1975: Sri K. Pattabhi Jois arrives in the US. He is a devotee of Krishnamacharya. He teaches a vinyasa (flowing) style he calls Ashtanga yoga: 6 series of progressively more challenging poses that use the bandhas and Ujjayi breath continuously, resembling something like a slow gymnastics routine. He teaches Mysore-style: one-on-one instruction given directly to each student within a group setting. His purpose in practicing is three-fold: internal cleansing, self-knowledge, and fixing the mind in the true Self so as to realise our true nature as supreme peace and bliss.

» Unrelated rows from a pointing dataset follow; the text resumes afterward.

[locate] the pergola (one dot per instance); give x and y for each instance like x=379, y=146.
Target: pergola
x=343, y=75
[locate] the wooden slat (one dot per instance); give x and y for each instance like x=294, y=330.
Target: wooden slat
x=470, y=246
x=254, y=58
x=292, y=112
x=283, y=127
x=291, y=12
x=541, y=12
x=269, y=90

1975: Yoga Journal first edition circulates 300 copies, founded by Judith Lasater, Ike Lasater, Rama Vernon, William Golden, and three others. With major influencers like BKS Iyengar and Indra Devi, they take yoga back from the gurus and out of religios context in a very contemporary, mass media way. Their message is that Hatha yoga, the poses and concentration of performing them, is enough to cure most ills and also to provide the mental focus and spirit of dedication without adhering yourself to a guru or his life-consuming requirements. By 1990, YJ is circulating around 55,000 copies.
1980’s: yoga interest in the US declines. Hatha yoga teachers take the spiritual dialogue out of yoga classes and reduce it again to a workout, however, the popular workouts of the decade, Jazzercise and aerobics and running, all have a “no pain no gain,” and ,”make it burn,” attitude, so yoga doesn’t really fit the trend. Also in the 1980’s and 1990’s: several articles come out linking gurus to sexual misconduct with young female devotees. Yoga gurus begin to develop a bad rap.
1999: Yoga Mala, written by Sri K. Pattabi Jois in 1959, is finally translated into English.
FINAL THOUGHTS
This is, of course, not a complete account of yoga and is obviously centered around the experience of yoga in America and the conversation of yoga between America and India. We hope to find time and resources for further research and to renovate this article to reflect a more global account of yoga history, including the story of yoga on all of the continents, and especially of the practices that make up yoga in and around the Indian subcontinent. Someday….
Information in this article was collected from, among other sources, The Subtle Body:The Story of Yoga in America, by Stefanie Syman, Heart of Yoga by TKS Desikachar, and The Complete Guide to Yin Yoga, by Bernie Clark and Sarah Powers.